We reported the area under the receiver operating characteristic curve (AUROC, equivalent to the C index) and the area under the precision recall curve (AUPRC). We also calculated the F1 score, specificity, recall, and precision (equivalent to PPV) after dichotomizing the predicted probabilities into diagnostic/non-diagnostic classes using the optimal cut points obtained from the Youden index of the training set. , produced accuracy.40.We also used the calibration metric Brier Score41 (Lower scores indicate better calibration) Evaluate whether the predicted probabilities match the observed proportions.
Gender and pacemaker subgroups: We investigated model performance in specific patient subgroups based on patient gender. We also investigated the potential bias of her ECG obtained in the presence of cardiac pacing (including a pacemaker or implantable cardioverter-defibrillator). [ICD]Because ECG interpretation can be difficult in these situations, we compared model performance for ECGs without a pacemaker in the holdout set and for the entire holdout set (including ECGs both with and without a pacemaker). ) or use a ventricular assist device (VAD) (Figure 1). . Diagnostic and procedure codes used to identify the presence of a pacemaker are shown in Supplementary Table 7.

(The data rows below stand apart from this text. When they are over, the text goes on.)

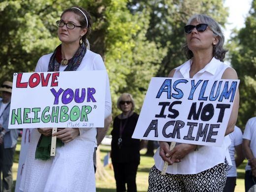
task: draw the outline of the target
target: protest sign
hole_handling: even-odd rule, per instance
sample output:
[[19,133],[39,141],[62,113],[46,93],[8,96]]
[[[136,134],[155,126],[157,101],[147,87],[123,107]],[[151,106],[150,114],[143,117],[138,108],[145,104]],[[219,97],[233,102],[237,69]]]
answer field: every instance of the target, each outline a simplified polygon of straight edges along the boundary
[[152,78],[132,138],[221,146],[239,83]]
[[104,127],[106,77],[104,70],[15,73],[9,128]]

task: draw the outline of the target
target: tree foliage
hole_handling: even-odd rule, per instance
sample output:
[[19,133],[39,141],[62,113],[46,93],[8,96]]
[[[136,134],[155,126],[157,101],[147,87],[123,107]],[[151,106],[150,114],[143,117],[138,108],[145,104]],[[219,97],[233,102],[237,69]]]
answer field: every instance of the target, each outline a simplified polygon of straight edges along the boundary
[[245,27],[232,39],[230,57],[240,79],[240,101],[237,125],[244,128],[249,119],[256,116],[256,0],[252,3]]
[[182,50],[185,42],[184,26],[196,13],[212,16],[221,24],[226,21],[226,7],[222,0],[133,0],[129,4],[132,12],[150,10],[150,22],[147,38],[167,49],[157,75],[166,76],[186,60]]
[[[42,55],[60,43],[56,21],[62,11],[78,5],[90,12],[94,22],[89,37],[93,51],[103,58],[113,103],[120,94],[133,95],[139,111],[151,77],[165,55],[164,48],[147,40],[149,12],[132,14],[127,0],[3,0],[0,2],[0,83],[17,72],[32,71]],[[118,110],[113,105],[113,114]]]

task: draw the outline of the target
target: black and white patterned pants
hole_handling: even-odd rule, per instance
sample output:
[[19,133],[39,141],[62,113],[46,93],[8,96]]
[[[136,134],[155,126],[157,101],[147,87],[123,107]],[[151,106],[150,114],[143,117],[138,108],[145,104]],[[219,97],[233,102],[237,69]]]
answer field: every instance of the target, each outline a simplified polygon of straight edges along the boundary
[[160,174],[154,165],[149,172],[148,192],[222,192],[228,164],[225,162],[199,173]]

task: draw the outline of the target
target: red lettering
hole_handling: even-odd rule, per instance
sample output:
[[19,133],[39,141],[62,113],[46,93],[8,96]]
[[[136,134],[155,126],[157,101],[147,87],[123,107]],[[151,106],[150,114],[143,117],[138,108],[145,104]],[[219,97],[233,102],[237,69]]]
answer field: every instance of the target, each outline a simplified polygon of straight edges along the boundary
[[23,73],[18,73],[16,80],[16,87],[17,88],[27,88],[28,82],[21,83],[21,79]]
[[56,73],[53,73],[52,74],[52,84],[51,84],[51,87],[58,86],[58,81],[55,81],[55,80],[58,80],[58,77],[59,77],[59,76],[60,76],[59,72],[57,72]]
[[[35,79],[35,81],[34,82],[34,79]],[[40,83],[40,78],[38,73],[33,73],[30,77],[29,80],[29,85],[32,88],[36,87]]]
[[47,87],[49,82],[49,79],[51,76],[51,73],[47,74],[45,79],[43,76],[43,73],[42,73],[40,75],[41,76],[41,79],[42,79],[42,87]]

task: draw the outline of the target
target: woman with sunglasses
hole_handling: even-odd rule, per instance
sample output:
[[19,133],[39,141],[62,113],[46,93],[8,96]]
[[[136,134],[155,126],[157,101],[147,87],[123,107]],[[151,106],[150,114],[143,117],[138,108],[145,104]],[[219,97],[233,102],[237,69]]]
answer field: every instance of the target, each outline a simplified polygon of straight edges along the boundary
[[117,192],[137,191],[136,174],[140,161],[140,142],[131,138],[139,115],[133,112],[134,101],[130,94],[124,93],[117,101],[122,113],[115,118],[111,131],[111,157]]
[[[185,52],[189,60],[172,70],[170,77],[201,79],[237,79],[236,71],[223,63],[226,50],[219,24],[205,15],[194,15],[185,27]],[[239,106],[237,93],[221,147],[179,143],[171,151],[166,142],[154,156],[149,174],[149,192],[223,192],[231,163],[227,135],[234,130]],[[187,109],[188,110],[189,109]],[[186,110],[186,109],[184,109]],[[164,161],[169,166],[160,175]],[[167,190],[166,190],[167,189]]]
[[[87,49],[92,25],[87,11],[79,7],[68,8],[56,24],[61,44],[53,53],[39,59],[35,71],[106,70],[100,56]],[[105,118],[108,119],[111,100],[106,79]],[[96,128],[58,128],[54,136],[59,142],[53,158],[48,150],[51,143],[43,142],[52,136],[52,130],[32,129],[20,189],[24,192],[95,192],[93,154],[97,146]]]

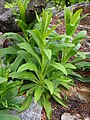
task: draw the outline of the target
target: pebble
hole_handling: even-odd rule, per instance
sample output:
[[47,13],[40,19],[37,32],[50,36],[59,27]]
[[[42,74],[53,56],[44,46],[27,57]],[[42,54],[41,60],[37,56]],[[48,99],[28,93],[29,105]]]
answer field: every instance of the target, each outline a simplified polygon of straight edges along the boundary
[[[20,96],[19,98],[21,97],[22,96]],[[41,120],[41,111],[42,107],[39,106],[38,103],[35,103],[34,100],[32,100],[32,103],[28,109],[21,112],[20,114],[17,114],[15,110],[12,110],[11,114],[19,116],[21,120]]]

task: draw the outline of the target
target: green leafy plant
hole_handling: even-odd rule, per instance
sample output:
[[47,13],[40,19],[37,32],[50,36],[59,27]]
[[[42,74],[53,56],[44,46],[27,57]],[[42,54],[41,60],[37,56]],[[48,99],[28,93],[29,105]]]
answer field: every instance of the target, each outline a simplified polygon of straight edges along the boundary
[[19,81],[8,82],[8,72],[5,68],[0,67],[0,120],[20,120],[18,117],[10,115],[9,110],[14,109],[19,111],[19,104],[15,97],[18,95],[18,89],[20,87]]

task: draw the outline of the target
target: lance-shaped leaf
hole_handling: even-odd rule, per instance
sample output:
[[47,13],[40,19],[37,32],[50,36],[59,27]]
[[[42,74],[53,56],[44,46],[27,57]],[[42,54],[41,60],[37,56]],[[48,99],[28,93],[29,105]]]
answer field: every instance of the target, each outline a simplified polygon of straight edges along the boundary
[[44,53],[46,54],[47,58],[50,60],[51,56],[52,56],[51,50],[50,49],[44,49]]
[[25,71],[25,70],[33,70],[35,72],[37,72],[37,67],[33,64],[33,63],[25,63],[23,65],[21,65],[19,68],[18,68],[18,72],[22,72],[22,71]]
[[38,85],[34,93],[35,102],[37,102],[40,99],[40,97],[42,96],[42,93],[43,93],[43,89],[40,85]]
[[53,63],[53,64],[51,64],[54,68],[56,68],[57,70],[60,70],[60,71],[62,71],[65,75],[67,75],[67,71],[66,71],[66,68],[62,65],[62,64],[60,64],[60,63]]
[[51,95],[52,95],[53,92],[54,92],[53,82],[50,81],[50,80],[48,80],[48,79],[46,79],[46,80],[45,80],[45,84],[47,85],[47,87],[48,87],[48,89],[49,89],[49,91],[50,91],[50,93],[51,93]]
[[38,55],[34,52],[33,48],[31,47],[30,44],[23,42],[18,44],[18,46],[24,50],[26,50],[27,52],[29,52],[34,58],[37,59],[37,61],[39,62],[39,64],[41,64],[40,59],[38,57]]

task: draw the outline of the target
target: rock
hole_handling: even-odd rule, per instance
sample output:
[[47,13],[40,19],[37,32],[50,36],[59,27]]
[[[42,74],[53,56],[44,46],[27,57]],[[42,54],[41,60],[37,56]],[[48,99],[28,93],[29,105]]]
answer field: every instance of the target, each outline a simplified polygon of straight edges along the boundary
[[[24,96],[19,96],[17,99],[25,99]],[[21,120],[41,120],[41,111],[42,107],[39,106],[38,103],[35,103],[34,100],[32,100],[32,103],[28,109],[21,112],[20,114],[17,114],[15,110],[11,111],[12,115],[19,116]]]
[[[71,5],[68,7],[70,10],[73,10],[74,12],[76,12],[78,9],[83,9],[82,15],[86,14],[86,13],[90,13],[90,2],[82,2],[82,3],[78,3],[75,5]],[[63,18],[64,17],[64,11],[58,12],[56,14],[59,18]],[[85,17],[84,19],[82,19],[81,21],[83,21],[86,25],[90,25],[90,14]]]
[[70,113],[64,113],[61,116],[61,120],[82,120],[80,115],[71,115]]

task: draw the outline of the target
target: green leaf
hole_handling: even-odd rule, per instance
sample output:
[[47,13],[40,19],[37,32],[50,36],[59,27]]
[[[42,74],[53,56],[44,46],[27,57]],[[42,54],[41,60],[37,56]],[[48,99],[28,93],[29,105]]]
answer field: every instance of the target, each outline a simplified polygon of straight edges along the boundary
[[46,54],[47,58],[50,60],[52,56],[52,52],[50,49],[44,49],[44,53]]
[[3,35],[0,36],[0,39],[4,38],[4,37],[10,38],[10,39],[15,40],[17,42],[24,42],[25,41],[25,39],[22,36],[20,36],[18,33],[13,33],[13,32],[4,33]]
[[82,57],[83,59],[86,58],[86,55],[84,52],[77,52],[78,55],[80,55],[80,57]]
[[19,112],[22,112],[22,111],[26,110],[27,108],[29,108],[31,102],[32,102],[32,96],[29,95],[24,100],[22,106],[20,107],[20,111]]
[[82,40],[83,38],[86,37],[86,34],[87,34],[87,31],[85,31],[85,30],[80,31],[79,33],[76,34],[76,36],[72,40],[72,43],[74,43],[74,44],[78,43],[80,40]]
[[4,78],[4,77],[0,77],[0,84],[4,83],[4,82],[7,82],[7,79]]
[[41,49],[44,46],[44,40],[41,37],[41,34],[40,34],[39,30],[38,29],[35,29],[33,31],[32,30],[27,30],[27,32],[29,32],[32,35],[32,37],[35,40],[36,44]]
[[60,70],[62,71],[65,75],[67,75],[67,71],[66,71],[66,68],[60,64],[60,63],[53,63],[51,64],[54,68],[56,68],[57,70]]
[[65,103],[63,102],[63,100],[61,100],[60,98],[56,97],[55,95],[53,95],[53,98],[54,98],[59,104],[61,104],[62,106],[67,107],[67,106],[65,105]]
[[55,37],[52,38],[51,41],[56,41],[56,40],[61,40],[61,39],[65,39],[65,38],[69,38],[72,39],[72,37],[70,35],[57,35]]
[[71,64],[71,63],[66,63],[64,65],[65,68],[71,68],[71,69],[76,69],[75,65]]
[[18,0],[17,3],[18,3],[18,8],[19,8],[21,20],[26,22],[26,19],[25,19],[26,6],[24,8],[24,5],[23,5],[21,0]]
[[46,79],[44,82],[45,82],[45,84],[47,85],[47,87],[48,87],[48,89],[49,89],[49,91],[50,91],[50,93],[51,93],[51,95],[52,95],[53,92],[54,92],[53,82],[50,81],[50,80],[48,80],[48,79]]
[[0,110],[0,120],[20,120],[19,117],[10,115],[8,109]]
[[48,119],[51,119],[52,108],[51,108],[50,102],[48,101],[46,96],[44,96],[44,109],[46,111]]
[[42,21],[41,21],[41,32],[44,35],[47,31],[47,28],[50,24],[52,18],[52,12],[43,10],[42,12]]
[[0,49],[0,56],[4,56],[6,54],[17,54],[17,49],[13,46],[9,46],[8,48]]
[[35,72],[37,72],[37,67],[33,64],[33,63],[25,63],[23,65],[21,65],[19,68],[18,68],[18,72],[22,72],[22,71],[25,71],[25,70],[33,70]]
[[13,115],[3,114],[0,115],[0,120],[20,120],[20,118]]
[[37,83],[37,78],[32,72],[12,72],[9,74],[9,77],[18,78],[23,80],[30,80]]
[[43,93],[43,89],[41,86],[38,85],[34,93],[35,102],[37,102],[40,99],[40,97],[42,96],[42,93]]
[[18,44],[18,46],[20,48],[26,50],[27,52],[29,52],[33,57],[35,57],[38,60],[39,64],[41,65],[41,62],[40,62],[40,59],[39,59],[38,55],[34,52],[34,50],[33,50],[33,48],[31,47],[30,44],[24,42],[24,43]]
[[70,25],[74,26],[80,19],[80,14],[82,12],[82,9],[77,10],[74,15],[72,16],[72,19],[70,21]]

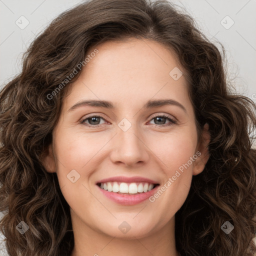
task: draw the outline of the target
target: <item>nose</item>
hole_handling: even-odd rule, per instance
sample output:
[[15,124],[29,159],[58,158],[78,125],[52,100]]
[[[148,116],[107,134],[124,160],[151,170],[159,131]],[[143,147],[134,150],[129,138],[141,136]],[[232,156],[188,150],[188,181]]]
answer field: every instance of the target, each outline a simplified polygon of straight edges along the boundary
[[127,166],[136,166],[146,162],[150,152],[136,125],[126,132],[118,128],[112,140],[110,158],[112,162]]

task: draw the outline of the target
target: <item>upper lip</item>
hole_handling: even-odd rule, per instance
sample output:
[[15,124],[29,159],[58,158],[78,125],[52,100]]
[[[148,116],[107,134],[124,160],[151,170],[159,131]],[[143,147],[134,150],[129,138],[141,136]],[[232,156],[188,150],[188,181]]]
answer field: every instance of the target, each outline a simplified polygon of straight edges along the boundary
[[104,178],[99,180],[96,183],[106,183],[107,182],[124,182],[125,183],[132,183],[136,182],[144,182],[147,183],[152,183],[152,184],[158,184],[157,181],[153,180],[150,178],[140,177],[139,176],[134,176],[133,177],[125,177],[124,176],[116,176],[116,177],[110,177],[110,178]]

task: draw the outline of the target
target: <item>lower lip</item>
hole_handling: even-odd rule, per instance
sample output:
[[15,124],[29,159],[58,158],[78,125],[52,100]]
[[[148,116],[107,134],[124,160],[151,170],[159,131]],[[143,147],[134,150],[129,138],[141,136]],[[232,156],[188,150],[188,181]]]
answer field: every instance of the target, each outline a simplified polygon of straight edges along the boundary
[[110,192],[109,191],[101,188],[97,185],[96,186],[100,190],[103,194],[106,196],[107,198],[120,204],[122,204],[124,206],[134,206],[144,201],[155,193],[156,190],[159,186],[159,185],[158,185],[152,190],[146,193],[140,193],[137,194],[122,194],[114,192]]

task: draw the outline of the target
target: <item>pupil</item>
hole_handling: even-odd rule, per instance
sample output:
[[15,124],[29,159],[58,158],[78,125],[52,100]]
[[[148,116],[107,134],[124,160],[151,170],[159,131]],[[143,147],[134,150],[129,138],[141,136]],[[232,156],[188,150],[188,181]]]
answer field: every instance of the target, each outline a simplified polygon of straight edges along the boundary
[[[96,121],[96,119],[98,119],[98,118],[97,118],[97,117],[94,117],[94,118],[90,118],[89,119],[89,122],[90,123],[90,124],[92,124],[92,124],[95,124],[95,122],[95,122]],[[92,122],[90,122],[90,120],[92,120]]]
[[[158,120],[159,118],[162,118],[162,120],[164,120],[164,118],[161,118],[161,117],[158,116],[158,118],[155,118],[155,119],[156,119],[157,122],[158,122]],[[161,122],[161,124],[164,124],[164,122]]]

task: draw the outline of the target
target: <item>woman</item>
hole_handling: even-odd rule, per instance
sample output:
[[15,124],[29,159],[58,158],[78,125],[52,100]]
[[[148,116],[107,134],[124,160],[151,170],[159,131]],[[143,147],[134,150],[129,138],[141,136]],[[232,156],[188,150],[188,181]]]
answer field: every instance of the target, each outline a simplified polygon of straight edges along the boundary
[[253,256],[256,106],[222,62],[168,2],[54,20],[0,93],[8,254]]

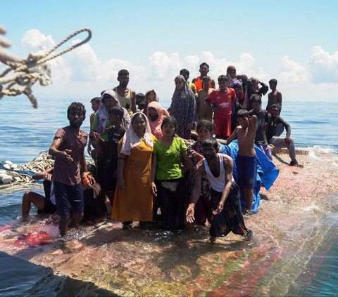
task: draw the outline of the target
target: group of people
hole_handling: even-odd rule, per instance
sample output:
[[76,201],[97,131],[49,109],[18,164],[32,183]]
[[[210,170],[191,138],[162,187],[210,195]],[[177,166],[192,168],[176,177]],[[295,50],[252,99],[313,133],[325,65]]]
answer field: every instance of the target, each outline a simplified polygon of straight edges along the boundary
[[[84,192],[96,188],[89,200],[101,197],[96,201],[102,206],[108,199],[111,218],[124,229],[133,222],[141,227],[156,223],[166,230],[182,230],[187,222],[204,225],[208,221],[212,239],[230,231],[251,237],[243,214],[251,209],[257,174],[255,144],[269,158],[270,145],[288,147],[290,164],[296,165],[290,127],[280,117],[282,95],[275,79],[269,82],[268,114],[261,109],[265,84],[237,76],[229,66],[226,75],[218,77],[216,89],[208,71],[207,63],[201,64],[200,76],[189,82],[189,72],[182,70],[166,110],[154,89],[144,95],[131,90],[128,71],[120,70],[118,86],[91,100],[89,134],[80,129],[84,106],[73,103],[68,109],[69,126],[57,131],[49,150],[55,157],[52,176],[49,170],[35,177],[51,176],[54,208],[45,200],[37,205],[32,192],[26,193],[23,215],[29,213],[30,202],[42,211],[56,209],[63,236],[82,217]],[[284,126],[284,138],[280,137]],[[227,145],[235,139],[234,159]],[[95,161],[92,173],[84,154],[87,142]]]

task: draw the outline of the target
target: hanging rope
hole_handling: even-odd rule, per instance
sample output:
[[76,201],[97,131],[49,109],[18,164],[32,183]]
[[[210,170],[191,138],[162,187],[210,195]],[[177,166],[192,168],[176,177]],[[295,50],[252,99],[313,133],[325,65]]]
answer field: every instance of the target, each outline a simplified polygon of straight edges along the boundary
[[[85,39],[63,51],[52,53],[68,40],[83,32],[88,33]],[[33,107],[37,108],[37,100],[32,93],[32,86],[38,81],[41,86],[48,86],[51,82],[51,70],[46,62],[84,44],[91,38],[92,31],[89,29],[80,29],[61,40],[46,53],[30,53],[25,59],[19,62],[8,62],[8,67],[0,74],[0,99],[4,95],[16,96],[25,94],[30,99]],[[11,73],[11,72],[13,73]],[[23,87],[14,87],[16,84]]]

Model Comparison: For each evaluation, we report the performance from five internal cross-validations and the final performance on the holdout set using the same training and testing splits for different modeling scenarios. Performance was compared between models by sampling pairwise permuted holdout instances, yielding a total of 10,000 bootstrap replicates of pairwise differences in AUROC. In other words, it was a comparison between the non-pacemaker and the original. A difference in model performance is said to be statistically significant if the 95% confidence interval for the pairwise mean difference in AUROC does not include the zero value for the compared models.
Visualization: We used feature importance values based on the information obtained to identify the ECG measurements that primarily contribute to diagnostic prediction in the XGB model. Additionally, we used gradient-weighted class activation mapping (GradCAM) to visualize the gradient activation maps that contributed to the model predictions of the DL model's diagnosis.42 In the last convolutional layer. We also used feature importance values based on information gain to identify ECG measurements that primarily contribute to the diagnostic prediction of the XGB model.